Now, I think he’s writing this badly on purpose, creating as it were a comic book without pictures, pitched to an audience of mis-educated 10-year-olds. He writes like he’s afraid the reader won’t be able to tell the good guys from the bad guys. He already has his villains doing exceedingly cruel and villainous things, on page after page, and also bragging about how villainous they are. You’d think that would be enough, but no–he has to throw in adjectives like “diabolical,” “greedy,” “sadistic,” etc.

His good guys fare no better. If I were a fictional character, one of the heroes inhabiting a long story about grim events leading inexorably to total disaster, I would take strong exception to being described as “feisty,” “perky,” or even, Heaven help us, “spunky.” Abner would have to keep me stapled to the page; otherwise I would escape from the book and take up another line of work.

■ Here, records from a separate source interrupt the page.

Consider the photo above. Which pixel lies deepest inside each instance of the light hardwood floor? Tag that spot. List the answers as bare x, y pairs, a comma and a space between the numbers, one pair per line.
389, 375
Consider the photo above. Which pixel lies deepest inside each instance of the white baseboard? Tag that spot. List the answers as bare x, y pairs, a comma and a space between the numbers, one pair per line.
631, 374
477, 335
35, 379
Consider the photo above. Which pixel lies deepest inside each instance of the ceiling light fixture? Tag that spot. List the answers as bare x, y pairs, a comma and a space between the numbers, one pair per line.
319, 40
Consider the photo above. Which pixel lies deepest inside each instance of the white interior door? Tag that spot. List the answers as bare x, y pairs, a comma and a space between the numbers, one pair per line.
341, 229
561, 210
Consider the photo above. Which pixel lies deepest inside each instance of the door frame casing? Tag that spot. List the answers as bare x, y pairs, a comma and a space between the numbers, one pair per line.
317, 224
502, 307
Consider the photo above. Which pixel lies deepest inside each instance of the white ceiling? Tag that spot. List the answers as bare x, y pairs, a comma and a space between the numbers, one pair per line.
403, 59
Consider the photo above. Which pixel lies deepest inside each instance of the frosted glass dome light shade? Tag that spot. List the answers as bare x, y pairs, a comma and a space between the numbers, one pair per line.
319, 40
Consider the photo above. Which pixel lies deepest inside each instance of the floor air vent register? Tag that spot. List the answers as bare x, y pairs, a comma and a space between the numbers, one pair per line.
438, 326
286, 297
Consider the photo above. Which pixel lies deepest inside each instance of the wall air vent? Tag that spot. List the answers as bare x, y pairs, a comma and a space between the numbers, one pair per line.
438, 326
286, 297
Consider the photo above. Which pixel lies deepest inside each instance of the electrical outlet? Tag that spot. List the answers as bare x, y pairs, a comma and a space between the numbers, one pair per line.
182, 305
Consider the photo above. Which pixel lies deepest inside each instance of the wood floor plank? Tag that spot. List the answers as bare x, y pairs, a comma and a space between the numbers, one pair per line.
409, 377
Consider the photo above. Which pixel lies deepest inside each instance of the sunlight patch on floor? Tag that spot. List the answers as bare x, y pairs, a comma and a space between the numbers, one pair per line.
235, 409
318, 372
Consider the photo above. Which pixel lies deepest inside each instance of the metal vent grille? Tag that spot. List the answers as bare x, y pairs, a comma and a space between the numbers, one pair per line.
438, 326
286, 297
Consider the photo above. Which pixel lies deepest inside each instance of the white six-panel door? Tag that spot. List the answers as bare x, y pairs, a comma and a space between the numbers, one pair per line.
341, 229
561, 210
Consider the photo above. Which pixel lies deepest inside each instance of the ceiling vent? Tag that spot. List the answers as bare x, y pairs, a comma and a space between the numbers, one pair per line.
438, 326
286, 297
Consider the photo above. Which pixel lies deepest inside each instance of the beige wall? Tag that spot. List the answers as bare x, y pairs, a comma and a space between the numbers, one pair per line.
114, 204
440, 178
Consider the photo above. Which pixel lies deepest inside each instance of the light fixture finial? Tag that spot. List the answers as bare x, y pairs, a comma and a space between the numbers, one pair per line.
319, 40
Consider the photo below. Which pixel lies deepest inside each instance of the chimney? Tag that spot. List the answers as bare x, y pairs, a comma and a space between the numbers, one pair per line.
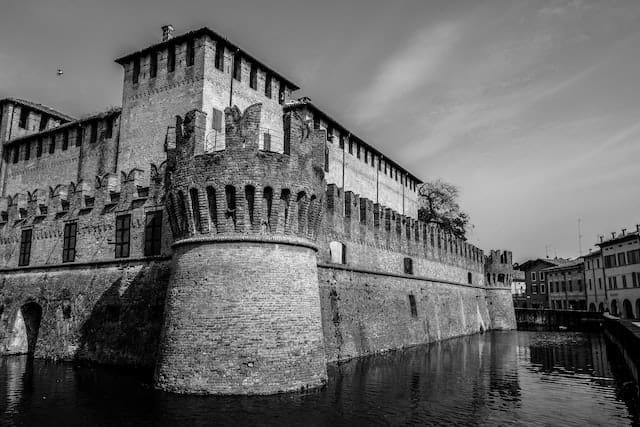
167, 32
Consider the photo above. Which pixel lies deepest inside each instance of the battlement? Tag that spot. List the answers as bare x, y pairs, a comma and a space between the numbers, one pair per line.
244, 189
93, 206
350, 217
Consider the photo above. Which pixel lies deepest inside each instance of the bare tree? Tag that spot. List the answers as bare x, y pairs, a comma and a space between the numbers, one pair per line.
439, 205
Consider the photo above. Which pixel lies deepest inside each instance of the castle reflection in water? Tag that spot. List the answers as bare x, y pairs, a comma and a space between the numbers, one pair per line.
496, 378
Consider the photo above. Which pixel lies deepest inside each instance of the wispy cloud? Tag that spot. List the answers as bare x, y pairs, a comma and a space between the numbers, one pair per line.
415, 65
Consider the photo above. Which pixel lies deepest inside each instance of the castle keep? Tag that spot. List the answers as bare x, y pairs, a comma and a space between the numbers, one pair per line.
213, 229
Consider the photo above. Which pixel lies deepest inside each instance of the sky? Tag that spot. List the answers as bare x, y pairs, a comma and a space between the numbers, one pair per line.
531, 107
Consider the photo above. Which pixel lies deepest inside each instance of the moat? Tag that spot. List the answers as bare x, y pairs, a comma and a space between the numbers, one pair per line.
523, 378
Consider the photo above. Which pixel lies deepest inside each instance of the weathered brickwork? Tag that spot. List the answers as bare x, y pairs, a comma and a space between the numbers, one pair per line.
275, 269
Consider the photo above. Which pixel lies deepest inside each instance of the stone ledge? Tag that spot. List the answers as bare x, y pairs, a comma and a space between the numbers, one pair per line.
399, 275
248, 238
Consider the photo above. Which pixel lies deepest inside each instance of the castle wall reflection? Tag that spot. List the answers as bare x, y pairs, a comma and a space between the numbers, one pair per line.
533, 378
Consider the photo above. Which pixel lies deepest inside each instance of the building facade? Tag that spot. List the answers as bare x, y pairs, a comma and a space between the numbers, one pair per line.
620, 256
212, 228
566, 286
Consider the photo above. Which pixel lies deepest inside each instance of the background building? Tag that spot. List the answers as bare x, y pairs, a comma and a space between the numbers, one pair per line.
566, 286
621, 259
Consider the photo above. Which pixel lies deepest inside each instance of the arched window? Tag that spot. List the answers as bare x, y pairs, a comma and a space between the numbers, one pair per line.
213, 205
285, 196
230, 193
267, 206
302, 204
182, 213
338, 252
195, 208
249, 194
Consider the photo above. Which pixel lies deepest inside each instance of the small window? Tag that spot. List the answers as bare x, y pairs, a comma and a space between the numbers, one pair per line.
69, 242
191, 52
153, 64
267, 86
153, 233
44, 120
408, 266
253, 77
123, 235
338, 252
136, 70
25, 247
267, 141
93, 135
24, 117
281, 94
171, 59
108, 129
412, 305
79, 136
216, 120
219, 58
237, 67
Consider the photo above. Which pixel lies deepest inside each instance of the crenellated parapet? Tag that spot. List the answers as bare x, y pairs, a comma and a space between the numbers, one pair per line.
244, 190
93, 206
499, 268
350, 217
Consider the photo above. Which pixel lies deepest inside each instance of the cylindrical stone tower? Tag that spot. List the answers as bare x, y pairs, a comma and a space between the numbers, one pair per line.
243, 306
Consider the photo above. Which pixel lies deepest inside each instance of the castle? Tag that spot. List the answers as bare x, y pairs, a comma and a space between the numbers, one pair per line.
222, 234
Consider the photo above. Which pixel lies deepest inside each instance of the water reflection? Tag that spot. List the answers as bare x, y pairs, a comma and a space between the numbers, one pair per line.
493, 379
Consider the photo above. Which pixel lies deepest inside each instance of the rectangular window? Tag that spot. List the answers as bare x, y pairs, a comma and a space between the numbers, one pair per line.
108, 130
237, 67
24, 117
44, 120
136, 70
153, 64
281, 94
267, 86
216, 120
267, 141
408, 266
153, 233
412, 305
123, 228
69, 242
253, 77
219, 58
25, 247
171, 59
609, 261
79, 136
191, 52
93, 135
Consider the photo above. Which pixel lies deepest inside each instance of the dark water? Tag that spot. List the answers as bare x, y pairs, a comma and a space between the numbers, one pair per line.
500, 378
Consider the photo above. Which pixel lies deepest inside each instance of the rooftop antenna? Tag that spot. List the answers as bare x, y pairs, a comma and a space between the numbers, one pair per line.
579, 237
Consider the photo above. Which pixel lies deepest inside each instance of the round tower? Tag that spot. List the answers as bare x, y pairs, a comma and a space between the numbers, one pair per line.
243, 307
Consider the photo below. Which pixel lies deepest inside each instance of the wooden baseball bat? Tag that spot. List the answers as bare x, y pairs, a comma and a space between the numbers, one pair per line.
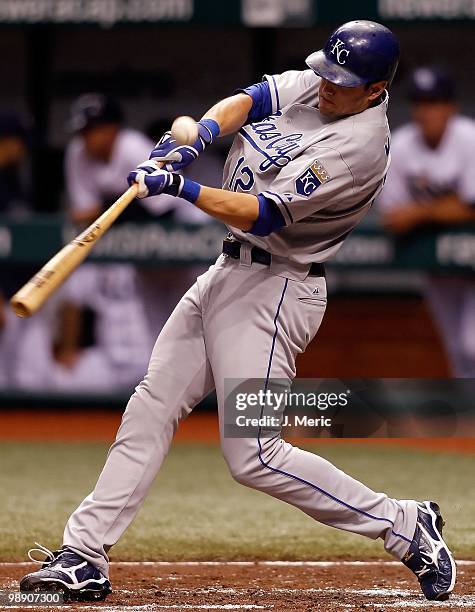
34, 294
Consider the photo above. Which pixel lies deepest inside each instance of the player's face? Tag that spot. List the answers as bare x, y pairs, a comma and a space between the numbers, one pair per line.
336, 101
432, 119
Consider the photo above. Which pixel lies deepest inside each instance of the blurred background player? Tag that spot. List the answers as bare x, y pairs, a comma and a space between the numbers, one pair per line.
431, 183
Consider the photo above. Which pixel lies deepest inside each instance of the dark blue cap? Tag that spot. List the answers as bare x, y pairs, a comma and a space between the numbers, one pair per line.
358, 52
12, 125
431, 84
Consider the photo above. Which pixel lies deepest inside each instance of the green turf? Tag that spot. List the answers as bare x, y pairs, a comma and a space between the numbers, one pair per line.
196, 511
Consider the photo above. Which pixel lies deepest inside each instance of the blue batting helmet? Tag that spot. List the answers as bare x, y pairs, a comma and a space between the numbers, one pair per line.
358, 52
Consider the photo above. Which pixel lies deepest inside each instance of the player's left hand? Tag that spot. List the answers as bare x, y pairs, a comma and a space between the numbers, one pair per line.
404, 219
151, 179
175, 156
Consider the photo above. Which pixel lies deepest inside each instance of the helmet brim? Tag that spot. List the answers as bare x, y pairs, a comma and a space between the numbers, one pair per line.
339, 75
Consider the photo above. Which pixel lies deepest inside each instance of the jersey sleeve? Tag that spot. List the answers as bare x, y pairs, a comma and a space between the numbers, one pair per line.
277, 91
307, 185
466, 186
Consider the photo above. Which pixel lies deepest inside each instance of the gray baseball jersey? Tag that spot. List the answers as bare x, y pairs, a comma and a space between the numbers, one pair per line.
323, 175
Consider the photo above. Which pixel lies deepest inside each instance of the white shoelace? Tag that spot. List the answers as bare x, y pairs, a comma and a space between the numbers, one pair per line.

This stuff was stale a hundred years ago. This is the stuff that makes silent movies laughable today. When Snidely Whiplash ties Little Nell to the railroad tracks, and then leers and snickers at the camera, we think it’s hilarious.

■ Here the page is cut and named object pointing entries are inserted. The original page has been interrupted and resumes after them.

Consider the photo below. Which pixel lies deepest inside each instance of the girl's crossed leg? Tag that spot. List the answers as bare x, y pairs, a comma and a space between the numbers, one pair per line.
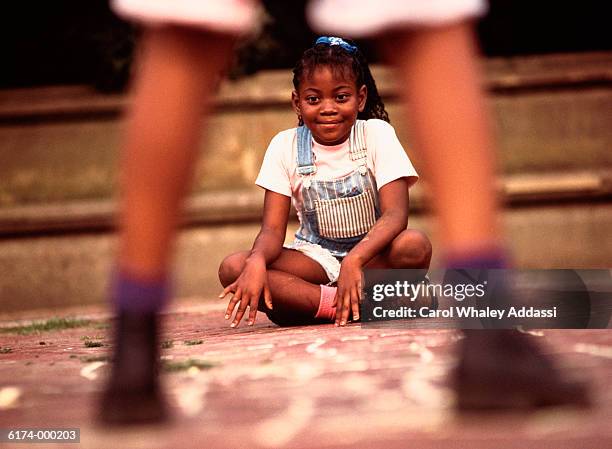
295, 279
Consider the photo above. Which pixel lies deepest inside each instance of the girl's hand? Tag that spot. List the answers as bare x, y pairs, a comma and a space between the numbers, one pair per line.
348, 294
247, 290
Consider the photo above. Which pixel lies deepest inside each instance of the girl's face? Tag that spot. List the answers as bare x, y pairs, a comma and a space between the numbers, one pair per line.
328, 104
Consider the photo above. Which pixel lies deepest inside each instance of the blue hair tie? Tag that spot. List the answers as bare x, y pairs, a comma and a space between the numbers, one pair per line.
332, 40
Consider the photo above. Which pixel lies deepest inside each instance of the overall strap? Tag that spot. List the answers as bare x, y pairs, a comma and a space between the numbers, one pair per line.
357, 143
305, 161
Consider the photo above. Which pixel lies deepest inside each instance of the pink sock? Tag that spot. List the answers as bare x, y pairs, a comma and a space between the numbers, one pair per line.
326, 310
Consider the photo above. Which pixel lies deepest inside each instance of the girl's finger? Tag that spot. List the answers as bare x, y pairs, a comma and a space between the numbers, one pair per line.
338, 305
230, 288
267, 297
240, 313
355, 305
232, 304
252, 310
346, 305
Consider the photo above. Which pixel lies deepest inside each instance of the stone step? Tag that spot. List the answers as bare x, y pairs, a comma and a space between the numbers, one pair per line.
54, 270
222, 207
60, 143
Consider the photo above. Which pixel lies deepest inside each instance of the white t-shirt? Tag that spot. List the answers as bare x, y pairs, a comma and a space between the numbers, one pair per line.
386, 159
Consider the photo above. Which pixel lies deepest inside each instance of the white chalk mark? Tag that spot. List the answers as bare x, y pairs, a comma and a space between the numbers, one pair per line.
89, 371
596, 350
312, 347
279, 430
9, 397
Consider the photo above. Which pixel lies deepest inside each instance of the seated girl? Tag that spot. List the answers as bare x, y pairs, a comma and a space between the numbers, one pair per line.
348, 178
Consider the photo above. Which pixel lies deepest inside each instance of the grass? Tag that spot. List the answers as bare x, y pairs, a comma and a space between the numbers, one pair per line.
184, 365
45, 326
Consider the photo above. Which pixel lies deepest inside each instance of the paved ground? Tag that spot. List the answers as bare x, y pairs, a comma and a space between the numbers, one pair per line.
301, 387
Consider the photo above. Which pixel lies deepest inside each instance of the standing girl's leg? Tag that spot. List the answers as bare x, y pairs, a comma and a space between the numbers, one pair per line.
173, 87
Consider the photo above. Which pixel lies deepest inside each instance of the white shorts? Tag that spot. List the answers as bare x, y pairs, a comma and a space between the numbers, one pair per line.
323, 257
365, 18
352, 18
227, 16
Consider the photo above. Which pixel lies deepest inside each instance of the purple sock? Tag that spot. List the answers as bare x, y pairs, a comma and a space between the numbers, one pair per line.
130, 294
493, 258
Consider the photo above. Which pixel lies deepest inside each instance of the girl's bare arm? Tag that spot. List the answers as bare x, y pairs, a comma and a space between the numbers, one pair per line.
252, 282
394, 219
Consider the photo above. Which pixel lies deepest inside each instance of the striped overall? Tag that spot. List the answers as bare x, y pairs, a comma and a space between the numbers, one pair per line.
336, 213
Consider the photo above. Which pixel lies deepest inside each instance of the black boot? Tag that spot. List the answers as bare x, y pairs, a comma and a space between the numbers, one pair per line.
505, 369
133, 394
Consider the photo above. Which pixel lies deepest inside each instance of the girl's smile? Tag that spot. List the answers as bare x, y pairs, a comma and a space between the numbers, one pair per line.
328, 104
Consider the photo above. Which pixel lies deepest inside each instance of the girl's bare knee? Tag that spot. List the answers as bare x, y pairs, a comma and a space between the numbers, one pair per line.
411, 249
231, 267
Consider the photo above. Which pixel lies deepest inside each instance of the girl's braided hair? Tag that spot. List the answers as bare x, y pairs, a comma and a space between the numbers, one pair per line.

Well, Abner’s novels aren’t meant to be hilarious. If his fantasy world had railroads in it, his villains would for sure be tying sweet, defenseless maidens to the tracks. In small doses, this would be amusing. In great big novel-sized doses, it’s more than flesh and blood can bear.

10 comments on “Another Literary Crime

  1. Sounds like ‘Abner’ is attempting to write a comic book with the help of a thesaurus. My sympathies to you.

  2. And so we continue last weeks exciting saga. We left Cholsi’bitain, our spunky heroine, dangling off a cliff as the villain, Dunsanda-rebichi, stood above her laughing sadistically as she slowly lost her grip …

    1. Mr. Duigon, do readers on your blog ever ask you to review a book on Chalcedon’s Faith for All Of Life Magazine? There are some books I would like to hear your opinion about.

    2. I do review books for FFAOL, but those assignments are handed down from the top. However, my editors usually accept my suggestions; so if you have any for me, I can always suggest them to the editors.

    3. Okay, Thanks. I suppose you’ll have to read the book, before doing a review? Anyway, I’ll send you a link. Here it is.
      This is a story written by a Christian theologian, Bryan M. Litfin (you can look him up) about the future, around 2400 AD, when the “modern” world’s technology was destroyed by a great war and a deadly virus. Christianity was also forgotten, for the most part. The story takes place in the Jungfrau Region of Switzerland, where there is a king and a land which worships three gods, and a High Priestess who manipulates the rulers of the land of Chiveis.
      The book has indications of sexuality, and may not be proper for young readers. Otherwise, if you were to rate it, as if it were a film, it would be PG-13.
      The first part of the story depicts a pagan kingdom and shows no signs of being a Christian book. But as the story goes on, The main characters, Captain Teofil of the Royal Guard in the Kingdom, and Anastasia, a farm girl from a village on the frontier, find a Bible in the chapel of a Cathedral.
      There are two books besides the Sword in this trilogy.

    4. Thanks, Jaroc, I’ll look into it. But I do have a lot of books I have to review just now, so I can’t promise anything.

    5. P.S.–Well, yeah, it’s customary to read a book before reviewing it. Sometimes I skip that step when it’s one of those garbage books being pitched to me by a publicist.